Há 17 anos como delegada da Polícia Civil de Mato Grosso, Juliana já comandou também a DRE (Delegacia Especializada de Repressão a Entorpecentes). Na entrevista, ela falou ainda sobre golpes, cyberbullying e o desafio de ser mulher em um ambiente predominantemente masculino.
Confira os principais trechos da entrevista:
MidiaNews - Nos últimos anos, grande parte dos bandidos migrou das ruas para o ambiente virtual.

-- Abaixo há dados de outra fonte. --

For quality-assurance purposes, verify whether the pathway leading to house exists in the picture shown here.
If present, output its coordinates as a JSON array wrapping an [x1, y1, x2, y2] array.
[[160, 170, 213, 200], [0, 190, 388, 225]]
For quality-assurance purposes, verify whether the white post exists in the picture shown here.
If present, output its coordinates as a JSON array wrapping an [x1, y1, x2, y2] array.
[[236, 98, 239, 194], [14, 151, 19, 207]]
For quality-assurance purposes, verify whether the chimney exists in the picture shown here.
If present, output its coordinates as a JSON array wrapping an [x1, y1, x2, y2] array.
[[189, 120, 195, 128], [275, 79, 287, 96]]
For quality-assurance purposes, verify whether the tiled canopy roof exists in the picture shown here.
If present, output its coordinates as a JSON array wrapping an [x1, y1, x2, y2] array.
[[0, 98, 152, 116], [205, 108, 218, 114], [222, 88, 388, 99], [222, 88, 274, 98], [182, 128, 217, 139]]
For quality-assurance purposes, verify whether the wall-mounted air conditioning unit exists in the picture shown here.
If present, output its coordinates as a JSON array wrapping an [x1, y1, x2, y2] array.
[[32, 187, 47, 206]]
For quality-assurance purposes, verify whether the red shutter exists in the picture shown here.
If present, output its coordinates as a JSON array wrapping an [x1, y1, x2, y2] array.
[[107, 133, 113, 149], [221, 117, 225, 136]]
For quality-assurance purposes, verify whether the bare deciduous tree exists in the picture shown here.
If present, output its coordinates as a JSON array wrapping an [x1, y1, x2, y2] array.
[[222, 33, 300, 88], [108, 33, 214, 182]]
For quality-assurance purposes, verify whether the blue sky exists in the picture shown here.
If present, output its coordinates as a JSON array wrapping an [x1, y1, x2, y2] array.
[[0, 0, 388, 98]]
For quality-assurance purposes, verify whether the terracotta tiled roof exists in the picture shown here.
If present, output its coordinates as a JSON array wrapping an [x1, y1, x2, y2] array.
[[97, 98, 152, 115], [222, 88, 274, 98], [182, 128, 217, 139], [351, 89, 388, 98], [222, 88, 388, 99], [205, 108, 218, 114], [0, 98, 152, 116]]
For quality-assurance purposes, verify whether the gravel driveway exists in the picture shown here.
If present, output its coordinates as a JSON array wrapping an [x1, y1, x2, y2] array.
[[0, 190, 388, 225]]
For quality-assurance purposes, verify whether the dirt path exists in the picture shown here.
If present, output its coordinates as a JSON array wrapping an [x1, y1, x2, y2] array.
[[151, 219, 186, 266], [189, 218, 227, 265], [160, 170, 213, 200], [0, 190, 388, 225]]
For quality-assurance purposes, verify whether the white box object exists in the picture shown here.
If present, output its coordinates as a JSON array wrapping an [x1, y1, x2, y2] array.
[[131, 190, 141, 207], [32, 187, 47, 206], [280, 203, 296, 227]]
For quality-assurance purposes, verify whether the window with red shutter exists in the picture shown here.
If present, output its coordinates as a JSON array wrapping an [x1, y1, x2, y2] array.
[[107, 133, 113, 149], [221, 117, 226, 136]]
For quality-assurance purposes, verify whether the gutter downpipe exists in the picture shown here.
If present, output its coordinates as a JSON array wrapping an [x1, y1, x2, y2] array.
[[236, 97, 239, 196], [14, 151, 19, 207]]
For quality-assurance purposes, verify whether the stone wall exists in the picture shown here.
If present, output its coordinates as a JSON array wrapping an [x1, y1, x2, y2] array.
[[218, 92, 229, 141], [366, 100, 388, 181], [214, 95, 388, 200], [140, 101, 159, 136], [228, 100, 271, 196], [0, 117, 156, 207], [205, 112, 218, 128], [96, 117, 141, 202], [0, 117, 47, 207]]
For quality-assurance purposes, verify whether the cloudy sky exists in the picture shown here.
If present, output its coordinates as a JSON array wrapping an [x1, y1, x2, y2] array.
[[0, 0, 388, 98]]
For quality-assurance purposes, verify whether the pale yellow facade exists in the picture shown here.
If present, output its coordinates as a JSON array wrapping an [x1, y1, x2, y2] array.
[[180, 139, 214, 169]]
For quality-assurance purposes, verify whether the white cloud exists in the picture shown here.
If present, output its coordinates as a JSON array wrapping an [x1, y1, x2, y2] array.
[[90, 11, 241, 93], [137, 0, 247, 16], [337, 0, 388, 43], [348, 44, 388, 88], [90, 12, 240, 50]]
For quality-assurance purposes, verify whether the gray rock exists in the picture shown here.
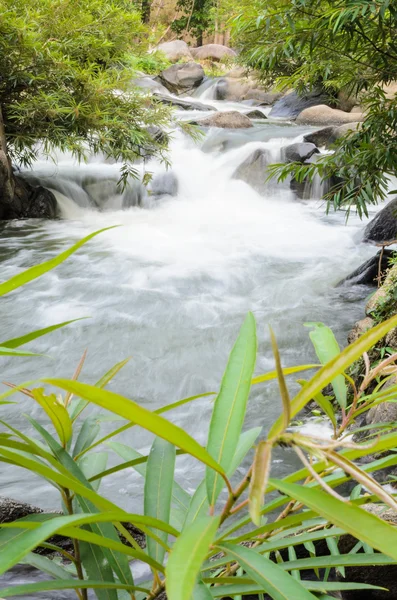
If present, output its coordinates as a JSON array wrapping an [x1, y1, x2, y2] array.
[[156, 40, 192, 62], [154, 94, 216, 112], [347, 317, 375, 344], [190, 44, 237, 61], [246, 110, 267, 119], [132, 75, 169, 94], [233, 149, 270, 192], [283, 142, 319, 163], [269, 90, 328, 119], [338, 248, 394, 287], [194, 110, 253, 129], [364, 198, 397, 243], [160, 62, 205, 93], [296, 104, 364, 125], [150, 171, 179, 198]]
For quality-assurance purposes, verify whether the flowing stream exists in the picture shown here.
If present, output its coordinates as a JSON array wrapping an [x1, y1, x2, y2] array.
[[0, 84, 374, 598]]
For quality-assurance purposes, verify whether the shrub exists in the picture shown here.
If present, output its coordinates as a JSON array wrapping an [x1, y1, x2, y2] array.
[[0, 229, 397, 600]]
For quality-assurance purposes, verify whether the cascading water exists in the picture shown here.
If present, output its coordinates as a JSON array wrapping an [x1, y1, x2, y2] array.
[[0, 88, 373, 598]]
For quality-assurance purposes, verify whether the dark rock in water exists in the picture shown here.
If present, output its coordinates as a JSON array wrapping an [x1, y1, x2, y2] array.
[[159, 62, 205, 94], [122, 181, 148, 208], [303, 126, 335, 148], [233, 149, 269, 192], [364, 198, 397, 243], [283, 142, 320, 163], [150, 171, 178, 198], [154, 94, 217, 112], [0, 176, 58, 220], [338, 249, 394, 287], [191, 110, 253, 129], [269, 90, 329, 119], [246, 110, 267, 119]]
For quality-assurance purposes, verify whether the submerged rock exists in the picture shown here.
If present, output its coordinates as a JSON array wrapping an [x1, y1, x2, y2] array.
[[193, 110, 253, 129], [150, 171, 178, 199], [159, 62, 205, 93], [190, 44, 237, 61], [233, 149, 269, 192], [156, 40, 192, 62], [154, 94, 217, 112], [0, 174, 58, 220], [338, 249, 394, 286], [296, 104, 364, 125], [364, 198, 397, 243], [269, 90, 328, 119]]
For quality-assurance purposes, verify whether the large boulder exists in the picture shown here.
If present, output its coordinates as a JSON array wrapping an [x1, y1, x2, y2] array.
[[233, 149, 270, 193], [269, 90, 329, 119], [364, 198, 397, 243], [193, 110, 253, 129], [296, 104, 364, 125], [283, 142, 319, 163], [338, 249, 394, 286], [0, 174, 58, 220], [131, 75, 169, 94], [156, 40, 192, 62], [149, 171, 178, 199], [303, 120, 361, 148], [215, 77, 282, 106], [190, 44, 237, 61], [160, 62, 205, 94]]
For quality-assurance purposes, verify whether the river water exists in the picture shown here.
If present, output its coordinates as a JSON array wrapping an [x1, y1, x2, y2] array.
[[0, 93, 374, 524]]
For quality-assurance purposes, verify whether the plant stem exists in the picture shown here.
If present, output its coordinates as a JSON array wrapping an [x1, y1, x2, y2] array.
[[63, 489, 88, 600]]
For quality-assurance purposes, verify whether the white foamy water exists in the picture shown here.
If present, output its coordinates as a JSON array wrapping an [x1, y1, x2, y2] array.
[[0, 101, 374, 528]]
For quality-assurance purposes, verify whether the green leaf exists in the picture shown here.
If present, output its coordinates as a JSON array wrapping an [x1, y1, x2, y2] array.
[[271, 480, 397, 560], [249, 441, 273, 527], [43, 379, 224, 475], [269, 316, 397, 437], [144, 437, 175, 563], [0, 317, 85, 348], [0, 579, 149, 598], [0, 225, 117, 296], [305, 323, 347, 408], [206, 313, 257, 505], [218, 544, 315, 600], [32, 388, 72, 447], [165, 517, 219, 600]]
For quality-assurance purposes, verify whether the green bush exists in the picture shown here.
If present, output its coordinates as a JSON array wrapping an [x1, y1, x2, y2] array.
[[0, 234, 397, 600]]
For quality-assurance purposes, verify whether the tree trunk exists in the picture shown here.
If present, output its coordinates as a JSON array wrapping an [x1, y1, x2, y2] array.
[[141, 0, 152, 23], [0, 107, 15, 219]]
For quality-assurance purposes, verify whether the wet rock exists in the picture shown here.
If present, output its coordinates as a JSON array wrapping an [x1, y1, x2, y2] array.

Não acha que o aparato de segurança ainda está aquém deste avanço da criminalidade?
Juliana Chiquito - Bom, de fato, houve essa migração, é perceptível para nós da Segurança Pública e para todos os cidadãos. Todo mundo hoje sabe de alguém caiu num golpe. É muito mais factível esse tipo de crime do que se falar tanto num crime de roubo, num crime de furto.
O aparato de Segurança Pública vem se moldando a essa evolução social também. Seja em entender esse fenômeno nas metodologias ou [criando] ferramentas de investigação. A Polícia Civil de Mato Grosso é uma das líderes em desenvolvimento de ferramentas, de metodologias e de êxitos, não só na apuração dos crimes informáticos ou cibernéticos, mas também na resolutividade de crimes de homicídio, por exemplo, onde somos campeões do Brasil.
Mas é preciso sempre pontuar que a tecnologia hoje que é de ponta, semana que vem já está defasada. Então há que se ter uma atenção sobre isso e qualificação constante, porque é um universo novo. Muitas pessoas têm dificuldade de se adaptar a novas metodologias e formas de investigação e nesse ponto a Polícia Civil já se antecipa com vários cursos presenciais ou EAD (Ensino à Distância). Nós da DRCI participamos ativamente disso junto com a Acadepol (Academia de Polícia Judiciária Civil de Mato Grosso).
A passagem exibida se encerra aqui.